Want to hear some good news about retirement? You have more control over your future than you think.
So much about retirement planning today is marked by doubt: We don't know whether our savings will see us through old age. We don't know what might happen to Social Security and Medicare. We don't know whether we'll be able to continue to work for as long as we wish to (or need to). And so we fret — a lot. In its most recent "retirement confidence" survey, the Washington, D.C.-based Employee Benefit Research Institute found that 27 percent of workers are "not at all confident" about having sufficient funds to live comfortably in later life — the highest level of gloom in the study's 21-year history.
At their worst, such anxieties can leave people paralyzed. Clark Randall, who heads Financial Enlightenment, a planning firm in Dallas, says he often sees this with his clients: "It's easy to focus on threats they can't control." And that's the point. If you're caught up in issues that are out of your hands — interest rates, changes in government programs, the markets — you're more likely to overlook those parts of retirement planning where you do have control.
So, "pop quiz": How many of the following steps — for which you're the boss — have you taken?
Setting a budget. It's among the most important steps in planning for later life, but less than half of workers have put pencil to paper, according to the Employee Benefit Research Institute. Why are budgets so critical? Projecting expenses and income can help you pin down your "number," the amount of money you need to save for retirement. You could be pleasantly surprised. "Many people who have been diligent about building a nest egg find they spend less on themselves than they realize," says Brent R. Brodeski, a managing director at Savant Capital Management in Rockford, Ill. Any number of work sheets can simplify the process. (See the Department of Labor's "Taking the Mystery out of Retirement Planning" or T. Rowe Price's "Retirement Readiness Guide.")
Timing Social Security. If you're married, the timing of exactly when each spouse first files for benefits can translate into thousands of dollars gained — or lost — in retirement. Rather than simply jumping in the pool at age 62 (the earliest point at which you can grab a check) or trying to sort through a dozen different scenarios, take advantage of a service that can run the numbers for you. One good bet: SocialSecuritySolutions.com.
Reducing debt. Between 2000 and 2008, the average debt for households headed by a person age 55-plus almost doubled to $66,000, according to Strategic Business Insights, a research firm in Menlo Park, Calif. Again, here's where would-be retirees can take the reins. Marsha and Chris Blair, 63 and 65, both educators, were saddled with a monthly mortgage of $5,300 on their house just south of San Francisco. Knowing they wanted to travel in retirement, they recently sold it (admittedly, not an easy feat in some markets these days) and moved to a $142,500 home in Yountville, Calif. Their new monthly payment for the land lease, insurance, taxes and cable: under $800. "You have no idea how freeing that is," Marsha says. "The first thing my husband says every time we enter the house is, 'Home, sweet unmortgaged home.'"
Creating a pension. If nothing else, the recent financial meltdown underscores the need for investments that throw off income, regardless of what's happening in the markets. If you're fortunate enough to have an employer pension, great. If not, there's no excuse for failing to buy and hold products — annuities, dividend-paying stocks, bond funds — that generate cash.
Managing taxes. No, you can't control tax rates, but you can practice "tax diversification," says Randall, of Financial Enlightenment. Ask yourself: Will virtually all your money in retirement come from your 401(k) or IRA? If so, those withdrawals will be taxed as ordinary income, and you could be paying as much as 35 percent to Uncle Sam. But if you divide your dollars among more buckets — Roth IRAs, municipal bonds, even real estate — you have the flexibility to pull funds from different sources at different times. "You don't know what your effective tax rate will be in retirement," Randall says. "That's why you should diversify."
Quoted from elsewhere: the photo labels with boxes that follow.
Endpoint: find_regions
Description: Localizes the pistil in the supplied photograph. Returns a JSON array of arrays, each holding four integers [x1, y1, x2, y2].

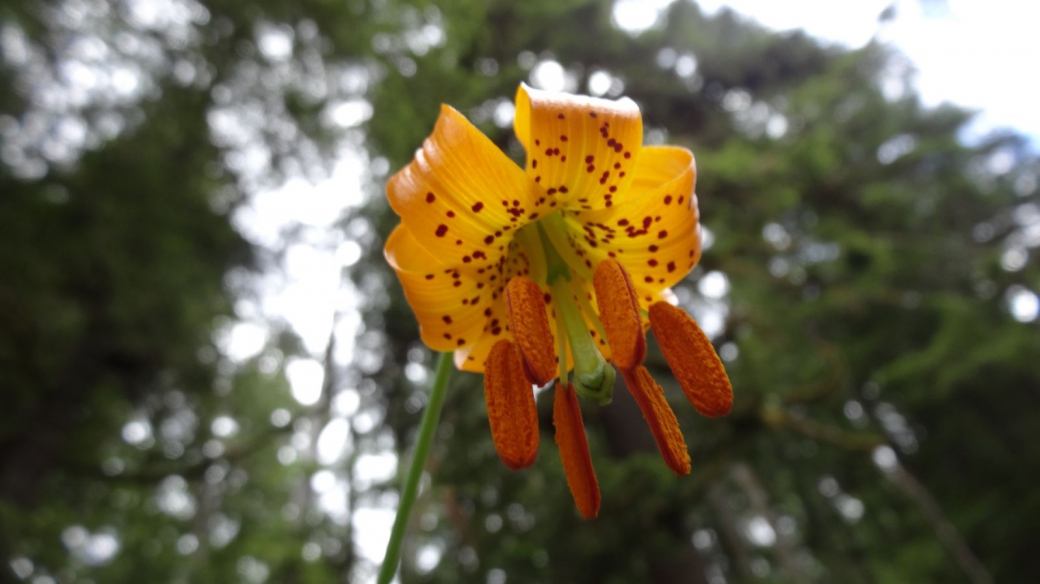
[[539, 223, 617, 405]]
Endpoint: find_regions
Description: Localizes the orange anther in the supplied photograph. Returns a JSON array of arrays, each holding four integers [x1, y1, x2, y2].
[[593, 260, 647, 370], [505, 275, 556, 386], [484, 340, 538, 471], [552, 383, 599, 520], [650, 302, 733, 418], [621, 365, 690, 476]]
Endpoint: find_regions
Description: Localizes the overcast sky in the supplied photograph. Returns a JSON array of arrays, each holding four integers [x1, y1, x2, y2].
[[616, 0, 1040, 147]]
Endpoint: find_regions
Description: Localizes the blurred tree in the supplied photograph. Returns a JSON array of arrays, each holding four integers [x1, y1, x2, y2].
[[0, 0, 1040, 583]]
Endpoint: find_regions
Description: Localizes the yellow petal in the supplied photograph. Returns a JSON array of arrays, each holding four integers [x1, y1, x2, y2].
[[565, 147, 701, 309], [514, 85, 643, 209], [552, 383, 600, 520], [387, 106, 538, 266], [384, 225, 505, 351]]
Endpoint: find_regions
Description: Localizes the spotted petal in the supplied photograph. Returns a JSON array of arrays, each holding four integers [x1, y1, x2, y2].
[[387, 106, 537, 266], [550, 147, 701, 309], [514, 85, 643, 210]]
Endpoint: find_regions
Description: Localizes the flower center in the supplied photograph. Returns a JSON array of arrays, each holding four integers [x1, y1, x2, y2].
[[507, 212, 617, 405]]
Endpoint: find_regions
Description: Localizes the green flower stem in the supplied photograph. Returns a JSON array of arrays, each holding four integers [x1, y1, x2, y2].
[[378, 352, 452, 584]]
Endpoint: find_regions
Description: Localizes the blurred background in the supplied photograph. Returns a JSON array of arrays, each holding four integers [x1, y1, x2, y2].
[[0, 0, 1040, 584]]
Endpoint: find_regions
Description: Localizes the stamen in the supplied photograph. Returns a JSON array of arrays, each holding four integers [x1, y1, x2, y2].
[[505, 275, 556, 386], [484, 340, 538, 471], [593, 260, 647, 369], [621, 365, 690, 476], [650, 302, 733, 418], [552, 383, 599, 520]]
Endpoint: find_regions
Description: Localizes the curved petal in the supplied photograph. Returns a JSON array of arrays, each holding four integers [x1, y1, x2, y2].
[[384, 224, 495, 351], [564, 147, 701, 309], [514, 84, 643, 210], [387, 106, 538, 267]]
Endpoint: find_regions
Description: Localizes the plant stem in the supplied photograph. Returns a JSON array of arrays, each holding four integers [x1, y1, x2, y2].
[[378, 352, 452, 584]]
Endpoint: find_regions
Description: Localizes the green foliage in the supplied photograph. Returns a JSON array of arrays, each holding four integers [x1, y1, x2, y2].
[[0, 0, 1040, 584]]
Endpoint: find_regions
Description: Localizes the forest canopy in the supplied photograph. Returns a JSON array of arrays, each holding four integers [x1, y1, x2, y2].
[[0, 0, 1040, 584]]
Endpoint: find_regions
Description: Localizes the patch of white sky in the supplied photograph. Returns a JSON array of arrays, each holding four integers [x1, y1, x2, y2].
[[614, 0, 1040, 147]]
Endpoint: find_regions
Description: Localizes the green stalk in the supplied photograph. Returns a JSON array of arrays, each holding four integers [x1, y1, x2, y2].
[[378, 352, 452, 584]]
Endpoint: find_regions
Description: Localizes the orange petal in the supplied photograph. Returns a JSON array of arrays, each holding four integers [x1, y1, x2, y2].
[[514, 85, 643, 209], [484, 341, 538, 471], [552, 383, 599, 520], [549, 147, 701, 309], [505, 275, 556, 386], [621, 365, 690, 476], [387, 106, 544, 267], [650, 302, 733, 418], [593, 259, 647, 369]]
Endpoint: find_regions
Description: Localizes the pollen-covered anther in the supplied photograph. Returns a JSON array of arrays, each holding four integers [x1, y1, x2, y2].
[[505, 275, 556, 386], [593, 259, 647, 369], [484, 340, 538, 471], [552, 383, 600, 520], [621, 365, 690, 476], [650, 302, 733, 418]]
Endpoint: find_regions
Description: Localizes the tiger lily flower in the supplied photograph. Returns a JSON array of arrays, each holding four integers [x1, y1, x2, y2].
[[385, 85, 732, 517]]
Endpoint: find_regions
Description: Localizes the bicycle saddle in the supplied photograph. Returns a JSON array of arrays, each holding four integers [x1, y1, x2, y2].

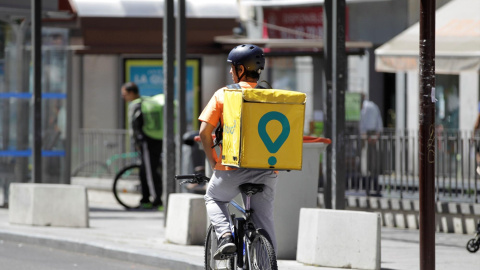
[[240, 183, 265, 195]]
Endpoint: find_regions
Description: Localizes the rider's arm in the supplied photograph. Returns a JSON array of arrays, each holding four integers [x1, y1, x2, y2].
[[199, 122, 217, 169]]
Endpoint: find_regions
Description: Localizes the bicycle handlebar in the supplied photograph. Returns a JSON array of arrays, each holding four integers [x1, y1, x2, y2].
[[175, 173, 210, 185]]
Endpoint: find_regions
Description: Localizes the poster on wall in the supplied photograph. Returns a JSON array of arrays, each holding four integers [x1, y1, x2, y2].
[[124, 58, 200, 130]]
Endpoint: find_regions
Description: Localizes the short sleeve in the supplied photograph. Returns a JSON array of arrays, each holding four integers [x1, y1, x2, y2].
[[198, 89, 223, 126]]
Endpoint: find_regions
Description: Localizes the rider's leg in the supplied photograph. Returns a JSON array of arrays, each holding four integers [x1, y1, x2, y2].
[[205, 169, 253, 239]]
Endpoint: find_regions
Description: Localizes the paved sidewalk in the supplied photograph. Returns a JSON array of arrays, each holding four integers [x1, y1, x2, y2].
[[0, 191, 480, 270]]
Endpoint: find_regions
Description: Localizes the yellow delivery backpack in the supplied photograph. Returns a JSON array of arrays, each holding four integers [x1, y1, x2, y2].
[[222, 89, 306, 170]]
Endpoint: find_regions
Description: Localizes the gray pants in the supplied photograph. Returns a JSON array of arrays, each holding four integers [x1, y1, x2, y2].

Planning for long-term care. Yes, this is a tough one. But it's also an area where failing to act could prove devastating. Among your options: self-insuring, if you can set aside sufficient funds. Long-term-care insurance, which is complicated and expensive, is another possibility, as are so-called hybrid policies that provide some long-term-care benefits and some life insurance (but perhaps not enough of either). Finally, there's the Community Living Assistance Services and Support Act, the federal government's new insurance program for long-term care (the details are still being ironed out). While it could be a case of picking your poison, just choosing means you've taken control.
I know: The invariable response is, "But I don't have time." Please. It never fails to amaze me how people will spend weeks planning a visit to Disneyland with the grandchildren but won't take a few hours to assemble a retirement budget that could easily last 30 years. Believe me: You can find time. Take control of what you can control — and take the anxiety out of your retirement planning.